Pocos minutos después el ya ex President explicaba el acuerdo con su habitual prepotencia. Pasarán a nuestra minúscula historia frases como corregir las urnas o su idea de hacer el bien. También lo hará desde su visión personalista del asunto el rol de líder sacrificado para conseguir un objetivo colectivo cuando en realidad su maniobra huele a Rusia, como si asumiera un papel a lo Putin para que Puigdemont sea su Medvédev.
Los pensamientos, rápidos e inciertos, iban agolpándose mientras seguía las novedades del capítulo por Twitter. ¿Quién tiene tanto poder para cortar la cabeza a Mas? ¿Por qué Junqueras ha aceptado esta resolución in extremis si tenía todas las papeletas para ser la Prima donna de la función? ¿Hasta qué punto intervino David Fernández en un acuerdo que sin duda era de su agrado?
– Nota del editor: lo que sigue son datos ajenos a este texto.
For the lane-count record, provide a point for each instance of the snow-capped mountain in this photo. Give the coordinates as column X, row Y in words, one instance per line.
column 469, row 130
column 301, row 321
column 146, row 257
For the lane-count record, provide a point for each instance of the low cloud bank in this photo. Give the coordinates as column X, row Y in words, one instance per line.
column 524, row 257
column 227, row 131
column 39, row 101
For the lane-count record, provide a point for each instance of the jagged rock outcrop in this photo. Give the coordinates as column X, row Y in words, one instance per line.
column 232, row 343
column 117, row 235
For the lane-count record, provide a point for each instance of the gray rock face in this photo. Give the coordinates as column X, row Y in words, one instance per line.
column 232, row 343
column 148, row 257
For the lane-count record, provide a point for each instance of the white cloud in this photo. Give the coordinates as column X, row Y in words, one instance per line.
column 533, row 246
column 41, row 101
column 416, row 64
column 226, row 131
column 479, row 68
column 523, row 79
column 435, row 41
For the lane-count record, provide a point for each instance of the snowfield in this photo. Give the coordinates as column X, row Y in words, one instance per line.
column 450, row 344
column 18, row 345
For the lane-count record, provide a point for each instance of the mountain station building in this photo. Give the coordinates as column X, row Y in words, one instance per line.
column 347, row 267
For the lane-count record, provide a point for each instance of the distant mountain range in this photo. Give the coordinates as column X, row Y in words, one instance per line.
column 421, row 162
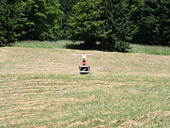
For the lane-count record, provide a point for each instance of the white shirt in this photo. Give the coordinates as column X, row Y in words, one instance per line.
column 84, row 56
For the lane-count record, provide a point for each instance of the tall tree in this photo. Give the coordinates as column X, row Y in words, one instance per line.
column 117, row 26
column 41, row 20
column 9, row 16
column 67, row 7
column 155, row 23
column 106, row 21
column 85, row 23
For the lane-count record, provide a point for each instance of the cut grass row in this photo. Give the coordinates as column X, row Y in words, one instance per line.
column 84, row 101
column 153, row 50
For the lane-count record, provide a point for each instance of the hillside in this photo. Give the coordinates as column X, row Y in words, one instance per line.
column 42, row 87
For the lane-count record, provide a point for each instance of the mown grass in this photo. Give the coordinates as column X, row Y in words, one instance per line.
column 153, row 50
column 84, row 101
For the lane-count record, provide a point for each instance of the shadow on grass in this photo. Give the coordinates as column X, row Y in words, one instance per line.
column 80, row 47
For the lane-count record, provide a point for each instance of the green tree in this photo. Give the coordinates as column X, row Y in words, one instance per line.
column 41, row 20
column 117, row 26
column 106, row 21
column 155, row 23
column 9, row 16
column 67, row 8
column 85, row 23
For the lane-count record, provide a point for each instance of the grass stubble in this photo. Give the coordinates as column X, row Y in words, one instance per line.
column 43, row 88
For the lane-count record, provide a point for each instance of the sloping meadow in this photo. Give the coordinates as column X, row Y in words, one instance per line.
column 41, row 87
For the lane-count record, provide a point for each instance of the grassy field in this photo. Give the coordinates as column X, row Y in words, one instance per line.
column 42, row 87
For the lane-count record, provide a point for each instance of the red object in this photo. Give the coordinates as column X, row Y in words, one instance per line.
column 84, row 63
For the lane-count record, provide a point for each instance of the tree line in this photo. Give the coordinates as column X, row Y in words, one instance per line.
column 102, row 24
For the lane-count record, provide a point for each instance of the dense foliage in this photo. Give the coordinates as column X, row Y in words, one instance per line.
column 110, row 23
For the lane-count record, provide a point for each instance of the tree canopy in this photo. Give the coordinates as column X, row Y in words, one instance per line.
column 113, row 24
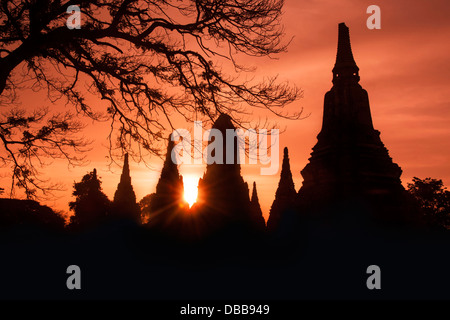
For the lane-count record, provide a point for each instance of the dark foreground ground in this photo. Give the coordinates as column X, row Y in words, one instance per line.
column 122, row 261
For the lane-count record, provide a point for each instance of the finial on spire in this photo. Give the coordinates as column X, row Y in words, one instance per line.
column 345, row 66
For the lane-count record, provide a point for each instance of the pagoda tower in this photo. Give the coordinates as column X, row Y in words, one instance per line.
column 124, row 204
column 257, row 215
column 223, row 195
column 349, row 163
column 285, row 196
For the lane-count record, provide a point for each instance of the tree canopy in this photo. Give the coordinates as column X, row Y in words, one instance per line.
column 148, row 60
column 434, row 199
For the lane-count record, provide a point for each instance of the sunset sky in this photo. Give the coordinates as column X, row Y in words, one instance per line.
column 404, row 66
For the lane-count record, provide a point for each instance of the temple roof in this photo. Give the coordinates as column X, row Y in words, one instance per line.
column 345, row 63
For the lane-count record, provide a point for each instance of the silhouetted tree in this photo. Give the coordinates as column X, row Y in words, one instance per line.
column 128, row 53
column 434, row 200
column 124, row 204
column 285, row 196
column 15, row 212
column 91, row 206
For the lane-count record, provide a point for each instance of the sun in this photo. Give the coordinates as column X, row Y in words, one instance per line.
column 190, row 189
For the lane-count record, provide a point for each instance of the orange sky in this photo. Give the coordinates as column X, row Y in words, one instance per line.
column 404, row 66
Con él entra en escena la damnificada, que no es otra de la CUP. Toda una semana con el público alabando su coherencia para caer en la humillación más absoluta entre el Tamayazo y la bajada de pantalones. Ahora sabemos la bestialidad de una cabeza israelita por diez palestinas, pero más allá de la contundencia de esta expresión lo sorprendente es cómo un partido anticapitalista y que deseaba sobre todo un revolución social se exprime a sí mismo como una mala naranja vendiéndose al enemigo de clase, el mismo que con el nuevo pacto juega a ser lo que siempre ha aspirado: La Democracia Cristiana catalana, como si instalar en la poltrona a Puigdemont fuera uno de esos juegos tan queridos por Giulio Andreotti. La única diferencia, o el mismo parecido, es que aquí ha faltado finezza y se ha dado la misma sensación de repartimiento de asientos prescindiendo del Parlament, saltándose las normas e imponiéndolas a su antojo sin tapujos.
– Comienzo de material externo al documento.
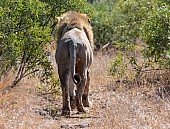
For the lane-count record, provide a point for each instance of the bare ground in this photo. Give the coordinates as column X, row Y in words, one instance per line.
column 116, row 105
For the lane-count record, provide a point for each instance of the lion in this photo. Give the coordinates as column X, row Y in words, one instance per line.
column 74, row 56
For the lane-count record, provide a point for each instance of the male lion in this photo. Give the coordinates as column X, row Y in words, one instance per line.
column 74, row 56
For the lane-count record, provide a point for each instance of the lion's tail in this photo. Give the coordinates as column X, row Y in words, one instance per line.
column 76, row 77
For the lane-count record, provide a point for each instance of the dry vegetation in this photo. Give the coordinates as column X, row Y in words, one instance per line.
column 143, row 103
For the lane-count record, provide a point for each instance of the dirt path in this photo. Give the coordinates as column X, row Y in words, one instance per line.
column 114, row 107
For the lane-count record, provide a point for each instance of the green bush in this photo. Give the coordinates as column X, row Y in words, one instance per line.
column 25, row 31
column 156, row 32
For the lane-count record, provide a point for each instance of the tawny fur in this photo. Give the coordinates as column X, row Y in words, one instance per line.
column 75, row 20
column 74, row 56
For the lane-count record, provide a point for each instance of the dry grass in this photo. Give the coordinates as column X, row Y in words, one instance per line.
column 143, row 103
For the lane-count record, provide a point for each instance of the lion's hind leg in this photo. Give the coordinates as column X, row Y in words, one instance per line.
column 64, row 78
column 72, row 92
column 80, row 91
column 85, row 98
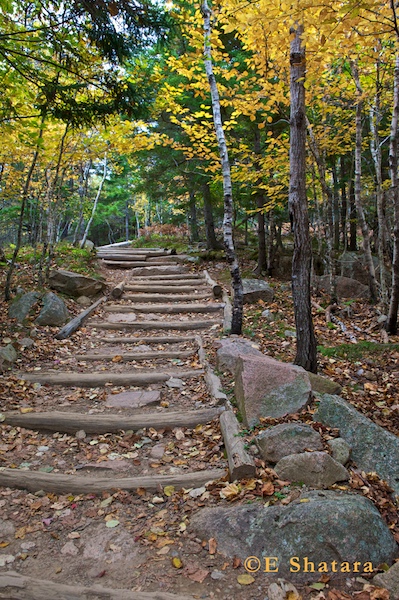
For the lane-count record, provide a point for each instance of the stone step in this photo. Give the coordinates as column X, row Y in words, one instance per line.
column 141, row 378
column 164, row 308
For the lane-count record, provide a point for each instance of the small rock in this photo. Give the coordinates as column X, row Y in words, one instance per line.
column 197, row 492
column 216, row 575
column 269, row 315
column 316, row 469
column 341, row 450
column 83, row 301
column 6, row 559
column 26, row 343
column 69, row 549
column 157, row 451
column 174, row 382
column 256, row 289
column 285, row 439
column 20, row 307
column 54, row 311
column 389, row 580
column 8, row 353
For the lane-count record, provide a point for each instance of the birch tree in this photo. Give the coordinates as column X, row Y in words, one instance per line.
column 236, row 324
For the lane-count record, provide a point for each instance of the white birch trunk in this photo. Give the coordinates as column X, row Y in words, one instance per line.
column 236, row 324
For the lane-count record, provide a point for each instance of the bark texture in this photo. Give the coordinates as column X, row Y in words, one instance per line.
column 301, row 263
column 236, row 324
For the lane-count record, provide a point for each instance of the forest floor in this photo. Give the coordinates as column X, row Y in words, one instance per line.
column 143, row 541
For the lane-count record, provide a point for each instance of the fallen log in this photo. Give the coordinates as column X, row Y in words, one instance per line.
column 164, row 297
column 78, row 321
column 241, row 464
column 147, row 340
column 145, row 325
column 163, row 289
column 101, row 379
column 193, row 283
column 14, row 585
column 217, row 289
column 164, row 308
column 56, row 483
column 73, row 422
column 129, row 356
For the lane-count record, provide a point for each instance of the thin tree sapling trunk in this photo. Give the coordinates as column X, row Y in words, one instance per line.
column 392, row 322
column 306, row 352
column 236, row 324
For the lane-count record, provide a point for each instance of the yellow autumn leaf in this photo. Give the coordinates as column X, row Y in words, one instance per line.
column 245, row 579
column 168, row 490
column 177, row 563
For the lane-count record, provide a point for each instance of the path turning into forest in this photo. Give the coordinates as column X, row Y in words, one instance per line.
column 153, row 394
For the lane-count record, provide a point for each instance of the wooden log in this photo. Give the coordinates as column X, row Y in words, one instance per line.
column 164, row 308
column 241, row 464
column 73, row 422
column 144, row 278
column 192, row 283
column 145, row 325
column 227, row 313
column 14, row 586
column 56, row 483
column 101, row 379
column 164, row 297
column 217, row 289
column 129, row 356
column 120, row 264
column 162, row 289
column 118, row 290
column 78, row 321
column 170, row 339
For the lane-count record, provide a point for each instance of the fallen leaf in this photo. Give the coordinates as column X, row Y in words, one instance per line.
column 112, row 523
column 177, row 563
column 168, row 490
column 245, row 579
column 199, row 576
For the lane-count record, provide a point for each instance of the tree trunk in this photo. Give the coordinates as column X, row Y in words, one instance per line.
column 392, row 322
column 236, row 323
column 328, row 197
column 260, row 203
column 93, row 212
column 211, row 241
column 25, row 192
column 375, row 146
column 344, row 203
column 193, row 220
column 358, row 188
column 301, row 263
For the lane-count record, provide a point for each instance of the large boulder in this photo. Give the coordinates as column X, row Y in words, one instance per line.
column 323, row 385
column 265, row 387
column 287, row 438
column 353, row 265
column 74, row 284
column 256, row 289
column 320, row 526
column 21, row 306
column 54, row 312
column 229, row 349
column 346, row 287
column 316, row 469
column 373, row 448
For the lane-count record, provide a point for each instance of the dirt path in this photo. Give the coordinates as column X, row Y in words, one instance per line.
column 122, row 442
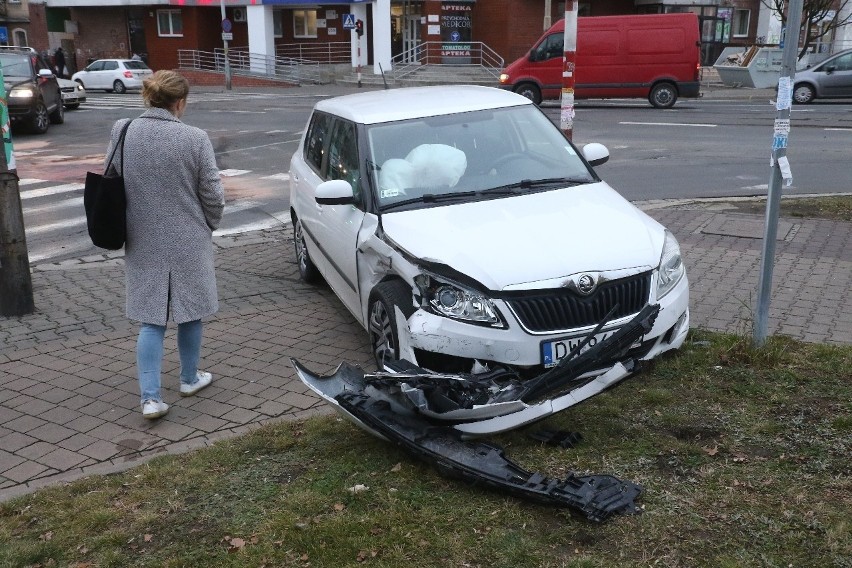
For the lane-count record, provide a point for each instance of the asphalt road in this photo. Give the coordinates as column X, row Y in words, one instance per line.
column 701, row 148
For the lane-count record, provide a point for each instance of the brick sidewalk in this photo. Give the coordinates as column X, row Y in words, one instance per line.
column 69, row 399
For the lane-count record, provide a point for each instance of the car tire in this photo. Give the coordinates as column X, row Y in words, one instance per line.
column 40, row 120
column 663, row 95
column 381, row 324
column 307, row 269
column 803, row 94
column 530, row 91
column 58, row 115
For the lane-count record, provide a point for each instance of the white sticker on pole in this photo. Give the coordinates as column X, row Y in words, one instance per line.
column 786, row 175
column 785, row 94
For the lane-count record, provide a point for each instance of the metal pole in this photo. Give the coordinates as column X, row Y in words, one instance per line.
column 225, row 42
column 566, row 115
column 780, row 168
column 16, row 288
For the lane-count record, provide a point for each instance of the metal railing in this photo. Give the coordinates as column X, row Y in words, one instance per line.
column 472, row 53
column 326, row 52
column 244, row 63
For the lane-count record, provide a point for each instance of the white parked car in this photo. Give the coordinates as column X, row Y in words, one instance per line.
column 73, row 93
column 463, row 231
column 117, row 75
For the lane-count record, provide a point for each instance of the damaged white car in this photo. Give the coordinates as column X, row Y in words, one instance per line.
column 465, row 233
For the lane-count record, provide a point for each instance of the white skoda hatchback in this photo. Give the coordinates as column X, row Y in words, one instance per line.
column 464, row 232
La CUP me recuerda al momento griego del pasado verano, cuando Tsipras lanzó su órdago del referéndum exprés y al día siguiente acató los mandatos de Bruselas. El disparate se acrecentó el domingo con la suavidad de la otrora guerrera Anna Gabriel y la presencia del dimitido Antonio Baños, bien feliz de votar sí a la investidura del anterior alcalde de Girona.
El cadáver de la izquierda independentista es otro más de la larga lista de la producción. Primero falleció políticamente Pere Navarro, quien desde la perspectiva que da el tiempo apostaba por la carta lógica del derecho a decidir. Más tarde feneció Durán i Lleida, víctima, cosa curiosa, de su coherencia equidistante. En el PP cayó Alicia Sánchez Camacho y en ICV el adiós fue para Joan Herrera. Su formación se encontraba hasta el sábado en una magnífica posición para asaltar los cielos en las urnas. De momento la ilusión queda en suspenso hasta nuevo aviso.
Quizá llegue en dieciocho meses o un poco menos. Nadie puede prever cuál será el siguiente paso de los guionistas. Sabemos que el muerto supremo está muy vivo y, como siempre amenaza con resucitar, planeando en la sombra como si se tratara, los de mi generación lo entenderán, del malo del Inspector Gadget. La atmósfera, de repente, es gatopardiana. Puigdemont asume el programa de su antecesor. ¿Quieren más? Estén atentos a sus pantallas. Continuará.